4. Le cerveau éternel

Pourra-t-on un jour conserver les souvenirs d’une personne après sa mort, ou faire revivre son cerveau ? Cette idée risque de rester de la science-fiction pour encore des décennies, voire pour l’éternité. Mais les recherches sur le cerveau n’en sont pas moins vitales. Pour les faciliter, une jeune pousse issue du MIT a mis au point une technique d’embaumement qui permet de conserver le connectome, c’est-à-dire l’ensemble des connexions entre les neurones. La société 21CM (pour 21th Century Medicine) a remporté le prix de la Brain Preservation Foundation pour avoir démontré que son procédé de « vitrifixation » est capable de figer, pour au moins 100 ans, les connexions neuronales d’un cerveau de porc.

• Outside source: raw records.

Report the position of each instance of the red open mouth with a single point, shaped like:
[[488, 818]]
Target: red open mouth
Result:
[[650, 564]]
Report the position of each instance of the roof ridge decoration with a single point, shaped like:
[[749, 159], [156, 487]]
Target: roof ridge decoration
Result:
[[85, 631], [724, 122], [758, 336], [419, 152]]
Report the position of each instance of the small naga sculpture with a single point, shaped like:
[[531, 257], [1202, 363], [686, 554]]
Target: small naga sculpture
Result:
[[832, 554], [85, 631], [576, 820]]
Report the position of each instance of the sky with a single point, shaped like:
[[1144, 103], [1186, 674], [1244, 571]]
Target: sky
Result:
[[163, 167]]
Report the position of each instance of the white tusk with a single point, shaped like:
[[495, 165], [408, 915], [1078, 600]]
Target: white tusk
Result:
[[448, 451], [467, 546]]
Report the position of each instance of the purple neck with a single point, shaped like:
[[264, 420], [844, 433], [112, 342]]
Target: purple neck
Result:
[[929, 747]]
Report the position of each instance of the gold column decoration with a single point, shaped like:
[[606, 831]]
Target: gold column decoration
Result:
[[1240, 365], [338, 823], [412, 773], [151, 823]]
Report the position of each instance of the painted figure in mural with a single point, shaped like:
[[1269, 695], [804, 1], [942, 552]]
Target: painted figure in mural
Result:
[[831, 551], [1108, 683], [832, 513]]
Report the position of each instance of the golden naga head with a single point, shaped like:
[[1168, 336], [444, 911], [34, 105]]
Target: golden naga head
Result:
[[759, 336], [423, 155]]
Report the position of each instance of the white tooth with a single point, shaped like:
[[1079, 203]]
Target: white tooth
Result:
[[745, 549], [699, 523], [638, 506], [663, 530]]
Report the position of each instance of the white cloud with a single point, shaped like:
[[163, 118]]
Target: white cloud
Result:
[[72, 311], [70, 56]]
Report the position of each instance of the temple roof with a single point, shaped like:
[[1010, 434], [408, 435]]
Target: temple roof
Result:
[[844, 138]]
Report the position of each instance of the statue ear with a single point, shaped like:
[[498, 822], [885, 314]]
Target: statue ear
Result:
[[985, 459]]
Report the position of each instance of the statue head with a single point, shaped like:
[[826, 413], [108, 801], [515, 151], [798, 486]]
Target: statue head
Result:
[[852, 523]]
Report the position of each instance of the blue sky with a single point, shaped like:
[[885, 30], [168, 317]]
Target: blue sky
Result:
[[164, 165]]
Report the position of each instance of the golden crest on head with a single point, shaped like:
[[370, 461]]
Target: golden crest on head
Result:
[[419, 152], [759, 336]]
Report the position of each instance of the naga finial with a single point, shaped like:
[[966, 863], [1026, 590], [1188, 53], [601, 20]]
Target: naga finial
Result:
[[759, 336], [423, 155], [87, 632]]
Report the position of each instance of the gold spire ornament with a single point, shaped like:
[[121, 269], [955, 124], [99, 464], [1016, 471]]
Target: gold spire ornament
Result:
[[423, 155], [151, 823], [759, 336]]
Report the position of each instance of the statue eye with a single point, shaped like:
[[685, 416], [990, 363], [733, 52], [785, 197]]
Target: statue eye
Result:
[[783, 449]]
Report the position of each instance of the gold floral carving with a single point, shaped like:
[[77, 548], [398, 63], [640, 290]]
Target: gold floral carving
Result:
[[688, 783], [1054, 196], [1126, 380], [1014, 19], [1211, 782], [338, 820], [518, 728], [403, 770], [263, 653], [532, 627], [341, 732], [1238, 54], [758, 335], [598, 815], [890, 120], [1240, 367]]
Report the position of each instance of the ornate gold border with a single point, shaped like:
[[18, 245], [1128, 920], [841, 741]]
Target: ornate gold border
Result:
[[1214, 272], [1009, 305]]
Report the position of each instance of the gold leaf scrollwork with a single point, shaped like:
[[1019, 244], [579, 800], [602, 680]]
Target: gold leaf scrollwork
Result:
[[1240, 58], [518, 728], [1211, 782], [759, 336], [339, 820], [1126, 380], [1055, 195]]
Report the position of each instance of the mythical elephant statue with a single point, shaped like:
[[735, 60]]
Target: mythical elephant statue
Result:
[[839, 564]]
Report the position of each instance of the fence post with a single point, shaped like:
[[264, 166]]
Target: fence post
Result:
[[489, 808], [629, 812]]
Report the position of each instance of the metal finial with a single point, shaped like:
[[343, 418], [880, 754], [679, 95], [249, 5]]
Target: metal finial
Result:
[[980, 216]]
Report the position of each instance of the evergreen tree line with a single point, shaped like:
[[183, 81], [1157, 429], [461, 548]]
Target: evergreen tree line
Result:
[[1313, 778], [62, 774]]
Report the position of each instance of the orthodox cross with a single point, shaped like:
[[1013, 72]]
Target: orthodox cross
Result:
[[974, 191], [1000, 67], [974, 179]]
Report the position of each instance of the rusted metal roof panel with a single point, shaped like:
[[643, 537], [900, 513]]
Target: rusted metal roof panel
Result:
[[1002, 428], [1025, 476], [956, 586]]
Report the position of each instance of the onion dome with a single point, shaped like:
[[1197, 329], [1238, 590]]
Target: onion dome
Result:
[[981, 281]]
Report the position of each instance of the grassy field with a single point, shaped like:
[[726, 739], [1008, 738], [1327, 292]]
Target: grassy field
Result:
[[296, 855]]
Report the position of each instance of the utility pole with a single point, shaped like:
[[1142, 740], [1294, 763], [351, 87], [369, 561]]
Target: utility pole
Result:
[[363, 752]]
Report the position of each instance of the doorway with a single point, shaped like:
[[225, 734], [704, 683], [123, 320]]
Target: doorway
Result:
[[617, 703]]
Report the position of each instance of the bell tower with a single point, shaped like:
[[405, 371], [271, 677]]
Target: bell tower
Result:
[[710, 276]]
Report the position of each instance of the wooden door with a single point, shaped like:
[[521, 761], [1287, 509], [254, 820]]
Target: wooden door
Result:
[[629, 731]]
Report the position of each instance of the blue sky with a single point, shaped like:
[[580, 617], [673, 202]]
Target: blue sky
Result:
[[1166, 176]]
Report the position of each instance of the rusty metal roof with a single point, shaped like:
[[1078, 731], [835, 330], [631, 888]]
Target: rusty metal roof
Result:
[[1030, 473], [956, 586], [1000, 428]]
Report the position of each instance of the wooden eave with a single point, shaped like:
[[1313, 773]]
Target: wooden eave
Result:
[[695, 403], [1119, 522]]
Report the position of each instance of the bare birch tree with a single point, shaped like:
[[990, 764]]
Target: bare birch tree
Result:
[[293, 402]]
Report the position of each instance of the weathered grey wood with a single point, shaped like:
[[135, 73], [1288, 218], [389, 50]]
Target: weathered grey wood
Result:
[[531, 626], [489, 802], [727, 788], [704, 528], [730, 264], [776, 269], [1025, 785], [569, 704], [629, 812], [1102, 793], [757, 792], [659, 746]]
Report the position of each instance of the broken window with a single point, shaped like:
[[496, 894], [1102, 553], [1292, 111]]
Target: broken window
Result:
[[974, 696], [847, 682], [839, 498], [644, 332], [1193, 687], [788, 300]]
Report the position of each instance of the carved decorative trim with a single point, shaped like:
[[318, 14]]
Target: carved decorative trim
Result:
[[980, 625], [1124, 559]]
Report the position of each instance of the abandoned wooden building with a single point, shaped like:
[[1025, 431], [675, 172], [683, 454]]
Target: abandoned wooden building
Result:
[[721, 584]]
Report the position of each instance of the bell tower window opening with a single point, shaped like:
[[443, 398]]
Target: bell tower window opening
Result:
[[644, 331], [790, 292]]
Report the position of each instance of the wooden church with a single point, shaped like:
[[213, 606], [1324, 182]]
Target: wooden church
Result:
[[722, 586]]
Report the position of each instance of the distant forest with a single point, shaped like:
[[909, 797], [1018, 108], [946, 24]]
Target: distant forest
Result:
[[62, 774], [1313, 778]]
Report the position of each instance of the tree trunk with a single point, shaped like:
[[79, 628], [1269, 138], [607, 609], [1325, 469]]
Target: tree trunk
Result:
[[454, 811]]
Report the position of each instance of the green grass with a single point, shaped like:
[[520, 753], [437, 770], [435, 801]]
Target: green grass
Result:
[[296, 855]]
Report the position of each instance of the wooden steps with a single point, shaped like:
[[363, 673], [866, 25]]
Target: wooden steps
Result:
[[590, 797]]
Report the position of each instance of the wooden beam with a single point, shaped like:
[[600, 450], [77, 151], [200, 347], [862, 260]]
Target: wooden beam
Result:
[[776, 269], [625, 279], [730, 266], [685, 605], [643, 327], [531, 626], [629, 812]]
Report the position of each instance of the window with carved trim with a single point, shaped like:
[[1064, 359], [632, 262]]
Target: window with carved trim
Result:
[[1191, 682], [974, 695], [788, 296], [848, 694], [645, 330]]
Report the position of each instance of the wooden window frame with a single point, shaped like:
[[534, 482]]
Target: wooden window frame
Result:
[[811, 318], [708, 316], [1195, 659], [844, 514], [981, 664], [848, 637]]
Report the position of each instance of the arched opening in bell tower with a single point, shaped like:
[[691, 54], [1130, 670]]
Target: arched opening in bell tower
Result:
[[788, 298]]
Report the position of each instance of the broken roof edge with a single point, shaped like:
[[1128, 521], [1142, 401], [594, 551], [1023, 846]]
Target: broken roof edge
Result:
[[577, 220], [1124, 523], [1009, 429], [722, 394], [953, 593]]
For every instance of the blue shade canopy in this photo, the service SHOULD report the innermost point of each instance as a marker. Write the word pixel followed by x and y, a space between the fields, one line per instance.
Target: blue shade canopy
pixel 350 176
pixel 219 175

Ce procédé vise avant tout à faciliter le travail des chercheurs qui étudient le cerveau, et non à permettre la conservation d’un cerveau fonctionnel après la mort.

Photo : Pixabay

5. Le moule à neurones

Bien des innovations ne font pas les bulletins de nouvelles et pourtant, d’innombrables découvertes leur sont attribuables, notamment dans le domaine de la santé. Pour comprendre le comportement des cellules cancéreuses ou tester des médicaments contre des maladies neurodégénératives, par exemple, les chercheurs sont souvent amenés à multiplier des cellules dans leurs laboratoires. Mais ils ont parfois du mal à voir clair dans les amas qui se forment, particulièrement avec les neurones, qui poussent tout en longueur. Alors qu’elle était chercheuse à l’Institut neurologique de Montréal, Margaret Magdesian a inventé toute une série de moules contenant des canaux en silicone de taille nanométrique (un milliardième de mètre !) qui permettent à chaque cellule de grandir individuellement. Les dispositifs d’Ananda, l’entreprise qu’elle a créée en 2015 à Montréal, facilitent de beaucoup le travail des chercheurs et accélèrent ainsi les découvertes en santé.